Fernando Paes de Campos defendeu ainda que a melhoria das condições prisionais e ampliação das atividades laborais seja compreendida também como uma questão de segurança pública.
Segundo ele, oferecer trabalho e oportunidade a quem está no sistema prisional significa criar alternativas concretas para que essas pessoas possam reconstruir suas vidas e não sejam novamente atraídas pelo crime organizado.
“Ela pode ser o futuro trabalhador ou pode ser o futuro faccionado. Nós temos que escolher. Nós é que vamos escolher. A sociedade é que vai escolher”, enfatizou.
Durante o lançamento, o público também ouviu a história de Giovane Malheiro, egresso do sistema prisional que encontrou no trabalho uma oportunidade para reconstruir sua trajetória.
Condenado em 2024 a sete anos de prisão por tráfico de drogas, Giovane começou a trabalhar ainda no sistema fechado. A atividade laboral contribuiu para a remição de sua pena e possibilitou a progressão para o regime semiaberto.
Foi nessa etapa que ele teve contato com uma empresa do Grupo Pereira. Segundo Giovane, o acolhimento recebido foi determinante para que voltasse a acreditar na possibilidade de construir uma nova história.
Ele começou em 2025 como conferente e, posteriormente, foi efetivado pela empresa. No início deste ano, recebeu uma nova promoção. “Quem precisa ressocializar precisa ter uma ocupação. Precisa de pessoas acreditando nele”, afirmou.
Giovane destacou que, durante sua trajetória profissional, não se sentiu tratado como alguém diferente por ter passado pelo sistema prisional. “Eu era visto como um colaborador normal, como qualquer outro”, relatou.
Para ele, essa experiência foi fundamental para recuperar a confiança, adquirir novas habilidades e construir uma carreira.

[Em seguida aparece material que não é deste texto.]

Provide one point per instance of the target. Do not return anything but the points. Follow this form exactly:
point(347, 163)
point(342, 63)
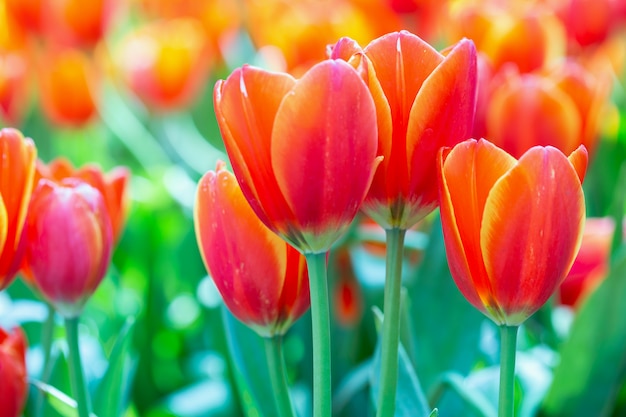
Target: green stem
point(77, 379)
point(391, 324)
point(276, 364)
point(47, 332)
point(506, 405)
point(320, 316)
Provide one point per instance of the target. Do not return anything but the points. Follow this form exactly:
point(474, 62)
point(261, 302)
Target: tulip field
point(312, 208)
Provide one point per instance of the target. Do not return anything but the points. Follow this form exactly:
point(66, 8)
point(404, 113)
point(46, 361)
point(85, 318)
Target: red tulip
point(112, 185)
point(68, 242)
point(512, 228)
point(13, 384)
point(424, 100)
point(303, 151)
point(591, 265)
point(17, 170)
point(262, 279)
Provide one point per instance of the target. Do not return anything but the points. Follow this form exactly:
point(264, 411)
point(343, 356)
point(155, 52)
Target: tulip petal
point(224, 222)
point(468, 173)
point(442, 115)
point(531, 232)
point(324, 147)
point(17, 171)
point(402, 62)
point(245, 106)
point(516, 116)
point(579, 159)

Representando o Conselho Nacional de Justiça (CNJ), a juíza auxiliar do Departamento de Monitoramento e Fiscalização do Sistema Carcerário e do Sistema de Execução de Medidas Socioeducativas, Solange de Borba Reimberg, fez uma reflexão sobre o papel de todos os envolvidos no sistema prisional.
A magistrada lembrou que muitas pessoas deixam o sistema prisional sem apoio familiar, documentos ou perspectivas e que, diante da ausência de oportunidades, acabam vulneráveis à atuação das facções criminosas. “Trabalho dá pertencimento. Ele traz dignidade”.

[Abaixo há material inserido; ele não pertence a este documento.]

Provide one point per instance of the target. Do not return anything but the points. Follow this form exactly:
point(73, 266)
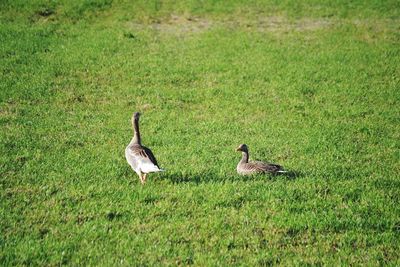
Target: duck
point(246, 167)
point(139, 157)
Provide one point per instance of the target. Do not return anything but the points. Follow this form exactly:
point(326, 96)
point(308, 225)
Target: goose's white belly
point(139, 164)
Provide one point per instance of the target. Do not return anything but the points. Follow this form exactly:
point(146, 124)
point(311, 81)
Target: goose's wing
point(143, 154)
point(260, 166)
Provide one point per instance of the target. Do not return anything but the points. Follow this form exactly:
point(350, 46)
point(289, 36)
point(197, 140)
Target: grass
point(312, 86)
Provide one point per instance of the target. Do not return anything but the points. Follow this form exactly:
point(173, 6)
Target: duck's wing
point(259, 166)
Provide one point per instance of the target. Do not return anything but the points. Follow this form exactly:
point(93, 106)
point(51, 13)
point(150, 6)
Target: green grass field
point(313, 86)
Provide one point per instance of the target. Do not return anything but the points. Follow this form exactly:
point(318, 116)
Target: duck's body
point(246, 167)
point(139, 157)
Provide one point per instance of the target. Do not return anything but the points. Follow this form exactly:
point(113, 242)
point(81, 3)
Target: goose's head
point(136, 116)
point(242, 148)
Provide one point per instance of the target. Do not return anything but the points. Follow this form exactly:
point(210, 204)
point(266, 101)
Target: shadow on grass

No período da tarde, a programação avançou para além da solenidade. A juíza auxiliar do CNJ Solange de Borba Reimberg, a juíza do trabalho Daniela Rocha Rodrigues Peruca, o juiz da 1ª Vara de Execução Penal do Interior, Luiz Felipe Medeiros Vieira, a juíza auxiliar da Presidência do Tribunal Superior do Trabalho Izabella Ramos Pinto, a juíza auxiliar do DMF/CNJ Andréa da Silva Brito, o procurador do trabalho do MPT-PR o Heiler Ivens de Souza Natali, o diretor do GMF, Eduardo Silva Mattos, e outros integrantes do grupo conheceram o trabalho desenvolvido pelas mulheres privadas de liberdade do Estabelecimento Penal Feminino Irmã Irma Zorzi, em Campo Grande.
Durante a visita, foram apresentados trabalhos e atividades desenvolvidos pelas internas, entre eles artesanato, serviços de salão de beleza, confecção de roupas para pets e fabricação de absorventes.
A visita também destacou a proposta central do Emprega Lab: transformar unidades prisionais em espaços cada vez mais voltados à educação, qualificação e produção, ampliando as possibilidades para que o retorno à sociedade seja acompanhado de oportunidades reais.
Em Mato Grosso do Sul, o Emprega Lab começa com uma rede de instituições disposta a transformar essa ideia em prática — e com histórias como a de Giovane mostrando que, quando existe oportunidade, a ressocialização pode deixar de ser apenas uma promessa e se tornar uma nova trajetória de vida.